The Chestnut Hill Conservancy has a unique easement program that made Chestnut Hill the nation’s first urban accredited land trust. It is a powerful and vital resource for residents of the area and beyond. Here are some fun facts about Chestnut Hill and the surrounding communities courtesy of their archives:

  • The oldest building (still standing) in Chestnut Hill is the Cat Clinic at 8220 Germantown Avenue. Also known as the Detwiler House, it was constructed in 1744. 

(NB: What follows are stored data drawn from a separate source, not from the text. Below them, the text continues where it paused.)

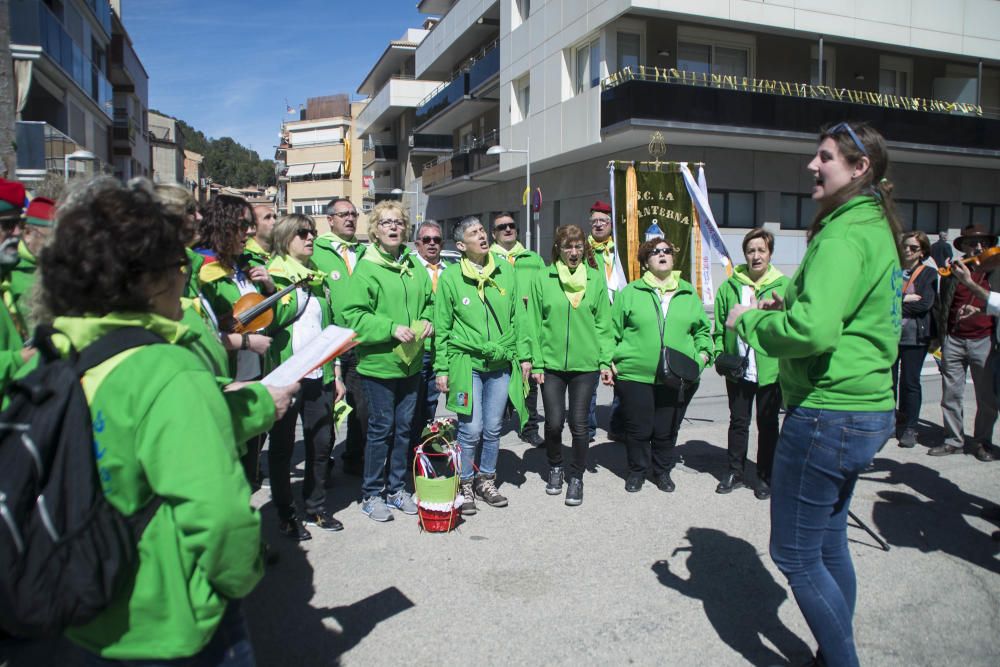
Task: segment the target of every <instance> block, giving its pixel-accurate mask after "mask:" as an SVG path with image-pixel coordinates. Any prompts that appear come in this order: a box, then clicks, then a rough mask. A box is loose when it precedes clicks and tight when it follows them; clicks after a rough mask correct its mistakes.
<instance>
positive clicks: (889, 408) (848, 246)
mask: <svg viewBox="0 0 1000 667" xmlns="http://www.w3.org/2000/svg"><path fill="white" fill-rule="evenodd" d="M902 289H903V280H902V271H901V270H900V266H899V257H898V255H897V252H896V243H895V239H894V238H893V235H892V232H891V231H890V229H889V225H888V223H887V222H886V219H885V216H884V214H883V213H882V208H881V206H880V205H879V204H878V202H877V201H875V199H874V198H872V197H869V196H860V197H855V198H854V199H851V200H850V201H848V202H847V203H845V204H844V205H842V206H841V207H839V208H838V209H836V210H835V211H833V212H832V213H830V215H828V216H827V217H826V218H824V219H823V220H822V222H821V228H820V231H819V232H818V233H817V234H816V235H815V236H814V237H813V239H812V241H811V242H810V243H809V246H808V247H807V248H806V254H805V257H803V259H802V264H800V265H799V269H798V271H796V272H795V275H794V276H793V277H792V280H791V282H790V283H789V285H788V287H787V289H786V291H785V309H784V310H783V311H763V310H751V311H748V312H746V313H744V314H743V315H742V316H741V317H740V319H739V320H738V321H737V322H736V333H738V334H739V335H740V337H742V338H743V339H744V340H746V341H747V342H749V343H750V344H751V345H753V347H754V349H755V350H759V351H761V352H764V353H765V354H769V355H771V356H773V357H778V358H779V360H780V361H779V364H778V377H779V381H780V382H781V391H782V394H783V395H784V400H785V404H786V405H789V406H799V405H801V406H804V407H809V408H822V409H826V410H847V411H858V412H874V411H884V410H892V409H893V407H894V405H895V402H894V400H893V396H892V376H891V373H890V369H891V368H892V364H893V362H894V361H895V359H896V354H897V352H898V349H897V348H898V346H899V333H900V327H901V324H902V306H901V302H902V299H901V298H900V296H899V295H900V294H901V292H902Z"/></svg>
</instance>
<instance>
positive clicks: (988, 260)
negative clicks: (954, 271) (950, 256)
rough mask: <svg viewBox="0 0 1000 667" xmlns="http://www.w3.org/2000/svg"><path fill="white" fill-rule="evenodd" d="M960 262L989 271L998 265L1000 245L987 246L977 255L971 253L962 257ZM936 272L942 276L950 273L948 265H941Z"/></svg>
mask: <svg viewBox="0 0 1000 667" xmlns="http://www.w3.org/2000/svg"><path fill="white" fill-rule="evenodd" d="M958 261H959V262H961V263H962V264H971V265H972V266H977V267H979V270H981V271H991V270H993V269H994V268H996V267H997V266H1000V247H998V246H993V247H992V248H987V249H986V250H984V251H982V252H981V253H979V254H978V255H971V256H969V257H963V258H962V259H960V260H958ZM938 273H940V274H941V275H942V276H950V275H951V267H950V266H942V267H941V268H939V269H938Z"/></svg>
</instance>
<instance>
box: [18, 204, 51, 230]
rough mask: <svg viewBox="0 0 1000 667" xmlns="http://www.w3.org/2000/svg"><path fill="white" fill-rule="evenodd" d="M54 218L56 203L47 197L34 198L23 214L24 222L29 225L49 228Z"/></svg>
mask: <svg viewBox="0 0 1000 667" xmlns="http://www.w3.org/2000/svg"><path fill="white" fill-rule="evenodd" d="M55 217H56V203H55V202H54V201H52V200H51V199H49V198H47V197H35V198H34V199H32V200H31V203H30V204H28V210H27V211H25V212H24V221H25V223H27V224H29V225H37V226H39V227H51V226H52V221H53V220H54V219H55Z"/></svg>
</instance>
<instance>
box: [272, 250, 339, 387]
mask: <svg viewBox="0 0 1000 667" xmlns="http://www.w3.org/2000/svg"><path fill="white" fill-rule="evenodd" d="M267 269H268V272H269V273H270V274H271V279H272V280H273V281H274V286H275V287H276V288H277V289H278V290H279V291H280V290H282V289H284V288H286V287H288V286H289V285H291V284H292V279H291V278H290V277H289V276H288V275H286V274H285V273H284V272H283V271H282V270H280V269H277V268H275V267H274V266H272V265H268V267H267ZM308 289H309V291H310V293H311V295H312V296H311V298H313V299H316V301H317V302H318V303H319V306H320V317H321V326H322V327H323V328H324V329H325V328H326V327H328V326H330V324H331V323H332V322H333V310H332V308H331V307H330V293H331V288H330V284H329V278H326V279H324V281H323V284H322V285H319V286H311V287H309V288H308ZM304 305H305V304H300V303H299V290H298V289H295V290H292V291H291V292H289V293H288V294H286V295H285V296H283V297H281V298H280V299H278V302H277V303H276V304H274V323H273V324H272V325H271V327H270V328H269V332H270V334H271V347H270V348H269V349H268V356H269V357H270V359H269V361H270V366H271V367H272V368H274V367H277V366H278V364H281V363H284V362H285V361H287V360H288V359H289V358H291V356H292V327H294V326H295V324H294V321H295V319H296V317H297V316H298V314H299V308H300V307H303V306H304ZM333 365H334V362H333V361H331V362H330V363H328V364H324V365H323V384H329V383H330V382H333Z"/></svg>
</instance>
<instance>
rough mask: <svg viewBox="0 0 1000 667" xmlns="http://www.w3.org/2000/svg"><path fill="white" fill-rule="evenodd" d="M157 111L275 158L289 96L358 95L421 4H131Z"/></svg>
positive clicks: (170, 3) (151, 2)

  • The ZIP code of 19118, now uniquely associated with Chestnut Hill, was also shared with Wyndmoor, which was often referred to as “Chestnut Hill” for much of themid-to-late 20th century. Wyndmoor residents were incorrectly charged Philadelphia property and sales taxes, before their ZiP code was changed to Glenside, 19038, in the mid ’90s.
  • The Route 23 trolley (replaced with buses for regular service in 1992) used to circle around the trolley loop at the top of Chestnut Hill counterclockwise, entering the loop from Bethlehem Pike. The route was eventually reoriented to go clockwise , after a trolley entering Germantown Avenue left the tracks and slammed into a storefront on the west side of the 8600 block, causing considerable damage.
  • The site of the Water Tower Recreation Center was originally a reservoir, built along with the landmark water tower by the Chestnut Hill Water Company, in 1859. When the Belmont Reservoir opened in the early 1900s, the Chestnut Hill reservoir was redundant and it was closed. It was converted into a landfill until the Rec. Center opened in its stead, at the end of World War I.
  • Some blocks in Chestnut Hill are “missing,” for example the unit block of East Evergreen Avenue and the 100 blocks of East Graver’s Lane and East Highland Avenue do not exist. This is presumably due to the angle Germantown Avenue travels in relation to Chestnut Hill’s area’s “east-west” streets.